How I Turned My Old Laptop into a Local S3 Server Using Go and Ubuntu

A few weeks ago, I was cleaning my desk and noticed my old Windows laptop sitting there, untouched for months.
It wasn’t broken, just slow, outdated, and forgotten. But I couldn’t bring myself to throw it away.

I decided to convert it into a home server — a small, self-hosted cloud to store and sync files across all my devices.


Building My Own S3 Clone

The first part of the experiment was to build the backend. I didn’t want to use any heavy tools. Instead, I wanted to write something simple of my own.

Within a day, I had a small server running that mimicked the essential functionality of Amazon S3 — listing buckets, uploading files, and downloading them.

Here’s what it could do:

  • Create, list, and delete buckets
  • Upload and download files
  • Handle GET, PUT, LIST, and DELETE requests
  • Serve a clean, drag-and-drop web interface for managing files

The repository lived on GitHub. I wanted others (and my future self) to be able to clone it easily.
After pushing it, I decided to take things further, to actually host it on my old laptop.


Breathing Life into the Old Laptop

My laptop was still running Windows, and while it would’ve worked fine, I wanted something cleaner something built for servers.
So I decided to switch it to Ubuntu.

You can skip this step, also you can get so many better blogs to install ubuntu in your old laptop.


Setting Up the Server

Once Ubuntu booted for the first time, I installed Go, cloned my project, and ran the server:

git clone https://github.com/ancoreraj/homelab-s3.git
cd homelab-s3/backend
go mod download
go run cmd/server/main.go
Server started on port 3000

I opened the browser on my laptop and navigated to http://localhost:3000.

There it was, the web interface I had built just the night before.
It had a sidebar for buckets, a main section for files, and drag-and-drop upload support.


Making It Accessible Across My Network

Now came the fun part, making it accessible from my other devices.
All my devices (my MacBook, phone, and tablet) were on the same Wi-Fi network, so I just needed my Ubuntu machine’s IP.

Use below command to find your IP address

ipconfig getifaddr en0

Something like this will be your ip address

inet 192.168.1.**/**

That was my laptop’s IP address.

I opened the browser on my MacBook and entered:

http://192.168.1.**:3000

It loaded instantly.

The same web UI, same data, but this time served from a different device.
I uploaded a few files, created some buckets, and watched it all sync perfectly across devices.

It felt surprisingly empowering — having my own little cloud, hosted entirely on my home network.
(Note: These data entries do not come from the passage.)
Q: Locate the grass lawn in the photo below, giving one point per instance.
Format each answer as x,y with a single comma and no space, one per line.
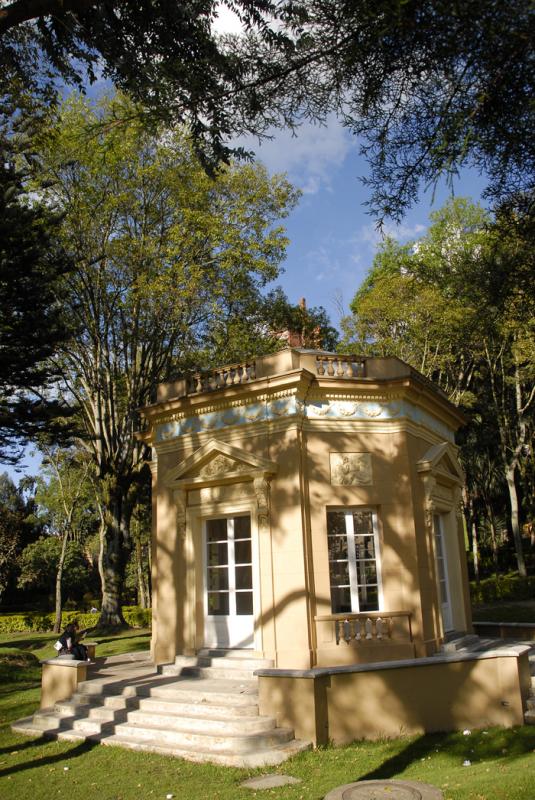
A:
502,761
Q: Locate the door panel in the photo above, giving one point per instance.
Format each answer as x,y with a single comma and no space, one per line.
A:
229,617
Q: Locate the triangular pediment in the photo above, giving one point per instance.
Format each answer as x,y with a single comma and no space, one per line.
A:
216,461
441,459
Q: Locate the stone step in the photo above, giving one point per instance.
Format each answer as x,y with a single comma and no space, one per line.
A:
224,662
217,673
209,724
262,758
467,642
227,744
201,708
214,692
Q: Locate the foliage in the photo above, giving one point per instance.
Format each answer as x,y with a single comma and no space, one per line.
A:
32,266
163,254
39,563
425,95
38,621
18,528
437,304
503,587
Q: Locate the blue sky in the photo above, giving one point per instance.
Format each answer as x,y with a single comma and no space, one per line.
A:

Keeping the Server Running with Lid Closed

Of course, I didn’t want to keep my laptop open all the time just to keep the server running.
By default, Ubuntu suspends when you close the lid, which would kill the server.
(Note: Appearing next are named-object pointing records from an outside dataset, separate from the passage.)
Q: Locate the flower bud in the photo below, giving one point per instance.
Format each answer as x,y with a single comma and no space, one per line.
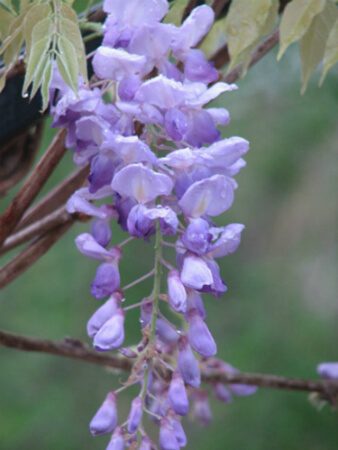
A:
105,420
201,408
188,365
242,390
106,281
117,441
179,433
194,301
222,393
101,232
166,332
178,395
135,415
199,335
111,335
168,439
145,444
103,314
176,292
328,370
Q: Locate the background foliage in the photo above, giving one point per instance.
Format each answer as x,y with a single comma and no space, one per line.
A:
279,315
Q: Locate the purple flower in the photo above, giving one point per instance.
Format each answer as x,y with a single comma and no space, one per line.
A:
199,335
328,370
115,64
176,124
111,335
178,395
197,236
201,408
179,432
135,415
101,232
188,365
88,246
105,420
227,240
168,439
103,314
141,220
211,196
176,292
117,441
195,273
106,281
140,183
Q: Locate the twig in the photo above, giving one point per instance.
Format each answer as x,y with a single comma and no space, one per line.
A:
58,217
218,6
75,349
55,198
70,348
31,254
32,186
261,51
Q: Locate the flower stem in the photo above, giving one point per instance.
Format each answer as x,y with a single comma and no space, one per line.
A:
156,299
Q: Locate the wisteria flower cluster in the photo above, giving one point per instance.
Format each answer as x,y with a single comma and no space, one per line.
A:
158,166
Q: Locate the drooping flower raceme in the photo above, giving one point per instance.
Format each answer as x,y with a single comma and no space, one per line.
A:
158,166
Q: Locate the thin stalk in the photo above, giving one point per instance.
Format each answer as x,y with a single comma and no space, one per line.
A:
156,300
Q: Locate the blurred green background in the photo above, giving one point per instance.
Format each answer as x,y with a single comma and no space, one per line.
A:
279,315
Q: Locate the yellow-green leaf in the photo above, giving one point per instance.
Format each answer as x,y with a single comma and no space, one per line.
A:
71,32
331,52
67,62
37,60
297,18
176,12
245,24
313,43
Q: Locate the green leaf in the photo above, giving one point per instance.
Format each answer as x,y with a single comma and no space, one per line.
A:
68,12
176,12
71,32
5,21
297,18
67,62
37,21
215,39
331,52
38,74
312,44
246,23
47,76
7,5
37,60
So I tweaked that setting.

In the terminal, I opened the logind.conf file:

sudo nano /etc/systemd/logind.conf

And changed one line:

HandleLidSwitch=ignore

After restarting the service:

sudo systemctl restart systemd-logind

Now my laptop could run with the lid closed — quietly tucked away on a shelf, consuming little power, but always available.


SSH Access from My MacBook

Next, I wanted remote terminal access.
So I installed and enabled the SSH server on Ubuntu:

sudo apt update
sudo apt install openssh-server
sudo systemctl start ssh
sudo systemctl status ssh

I checked its status to be sure:

Active: active (running)a

Then, from my MacBook, I connected:

ssh username@ip_address

It prompted me for the password, and just like that, I was inside my Ubuntu machine remotely. Now I could start, stop, or update the Go server without ever touching the laptop physically and sync all of data with my laptop.